In last week's season premiere, Agents of S.H.I.E.L.D. suggested an interesting direction for the story to come. This week, they disappointed me a bit with where they started driving.
Ghost Rider made a big splash on arrival, but this week I'm not sure if the writers are being unrealistically mysterious about him or are mistakenly assuming the audience has some knowledge of him we don't necessarily have. I give them time and space to explain his connection with the angry Ghost-Not-Ghosts. But Daisy seems tolerant of an implausible degree of ambiguity as to the nature of his powers (demonic possession?) and degree of control over them (sometimes it's implied he's like The Hulk, sometimes not).
I guess what I'm really saying is that while Daisy messing with/interviewing him throughout the hour seemed like a Daisy thing to do, her just jumping in the car with him at the end seemed wholly unearned. Unless you totally buy into the notion that she's just out to commit suicide-by-supervillain at this point, which is another plot thread I don't think has been earned.

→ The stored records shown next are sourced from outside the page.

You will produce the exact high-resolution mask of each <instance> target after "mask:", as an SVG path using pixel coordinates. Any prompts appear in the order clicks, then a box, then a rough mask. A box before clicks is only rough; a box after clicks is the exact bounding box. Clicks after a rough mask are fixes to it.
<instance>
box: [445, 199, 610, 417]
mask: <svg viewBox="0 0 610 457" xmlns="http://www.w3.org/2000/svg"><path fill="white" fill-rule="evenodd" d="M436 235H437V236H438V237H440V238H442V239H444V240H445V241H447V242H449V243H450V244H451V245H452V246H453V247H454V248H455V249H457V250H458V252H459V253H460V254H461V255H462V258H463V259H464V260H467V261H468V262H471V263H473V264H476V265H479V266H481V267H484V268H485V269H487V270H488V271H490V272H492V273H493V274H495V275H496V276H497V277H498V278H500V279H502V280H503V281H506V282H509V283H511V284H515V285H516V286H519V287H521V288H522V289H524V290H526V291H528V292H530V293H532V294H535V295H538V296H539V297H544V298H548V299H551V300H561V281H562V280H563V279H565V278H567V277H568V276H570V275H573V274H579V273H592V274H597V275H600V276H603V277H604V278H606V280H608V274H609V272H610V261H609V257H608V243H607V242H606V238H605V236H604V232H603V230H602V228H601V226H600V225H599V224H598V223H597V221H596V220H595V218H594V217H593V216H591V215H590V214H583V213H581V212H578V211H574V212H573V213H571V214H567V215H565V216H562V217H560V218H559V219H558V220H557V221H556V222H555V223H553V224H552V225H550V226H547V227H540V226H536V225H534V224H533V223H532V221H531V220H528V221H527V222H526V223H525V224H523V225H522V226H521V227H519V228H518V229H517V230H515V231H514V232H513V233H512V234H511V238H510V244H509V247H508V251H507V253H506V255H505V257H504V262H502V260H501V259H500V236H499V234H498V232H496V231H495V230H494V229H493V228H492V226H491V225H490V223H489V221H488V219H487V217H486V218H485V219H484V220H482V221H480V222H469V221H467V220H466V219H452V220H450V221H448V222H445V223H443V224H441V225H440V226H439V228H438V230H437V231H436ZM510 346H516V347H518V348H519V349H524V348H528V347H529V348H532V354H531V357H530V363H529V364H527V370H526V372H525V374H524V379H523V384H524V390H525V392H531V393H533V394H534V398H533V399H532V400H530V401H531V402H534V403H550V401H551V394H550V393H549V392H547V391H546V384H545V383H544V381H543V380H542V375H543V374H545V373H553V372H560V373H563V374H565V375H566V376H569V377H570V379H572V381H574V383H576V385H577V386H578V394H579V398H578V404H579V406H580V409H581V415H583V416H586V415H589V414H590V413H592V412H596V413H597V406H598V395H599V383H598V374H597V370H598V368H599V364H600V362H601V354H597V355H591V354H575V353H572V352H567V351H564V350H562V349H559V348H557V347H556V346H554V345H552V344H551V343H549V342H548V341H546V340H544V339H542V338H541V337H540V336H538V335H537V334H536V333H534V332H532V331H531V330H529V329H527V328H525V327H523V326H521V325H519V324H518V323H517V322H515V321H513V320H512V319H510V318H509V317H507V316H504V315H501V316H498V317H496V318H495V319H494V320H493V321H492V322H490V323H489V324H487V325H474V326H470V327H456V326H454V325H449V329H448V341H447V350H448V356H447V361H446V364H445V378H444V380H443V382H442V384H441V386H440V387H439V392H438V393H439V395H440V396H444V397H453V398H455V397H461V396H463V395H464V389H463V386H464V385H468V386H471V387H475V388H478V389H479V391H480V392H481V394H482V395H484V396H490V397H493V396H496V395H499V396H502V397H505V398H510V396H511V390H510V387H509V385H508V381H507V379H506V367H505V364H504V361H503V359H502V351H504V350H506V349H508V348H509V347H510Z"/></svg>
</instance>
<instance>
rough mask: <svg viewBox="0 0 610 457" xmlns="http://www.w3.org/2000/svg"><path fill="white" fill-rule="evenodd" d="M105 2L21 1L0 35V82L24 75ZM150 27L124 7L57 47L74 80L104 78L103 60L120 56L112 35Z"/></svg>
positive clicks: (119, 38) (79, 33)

Meanwhile, the story back at HQ felt like a few minutes of content uncomfortably stretched to fill half an episode. May's decay into mad hallucinations was not as gradual as I'd been expecting... which is fine, except that it was so rapid that it really seems like it shouldn't have taken so long for the other characters to notice.
And then the rest of the HQ plot felt like so much tap dancing to stall until the big reveal: the new director is an Inhuman. That itself does feel like an interesting development, but one with a short shelf life. Coulson's logic for voluntarily stepping down seems like it tracks, but the idea of wasting someone like that in management, in a desk job, seems silly. I mean, they say in the episode that they would have wanted Captain America for the job, had he not vanished off the grid. Think about that for a moment, Captain America riding a desk and demanding TPS reports from his minions all day. Nope.
As for the most tantalizing (to me) thread from the premiere -- the robots and Fitz's pledge to keep them secret from Simmons -- we got nothing at all this week.
The pithy dialogue that the show is known for was still there in small doses to sustain me, but I was otherwise much less engaged by this hour than the previous one. I give it a B-.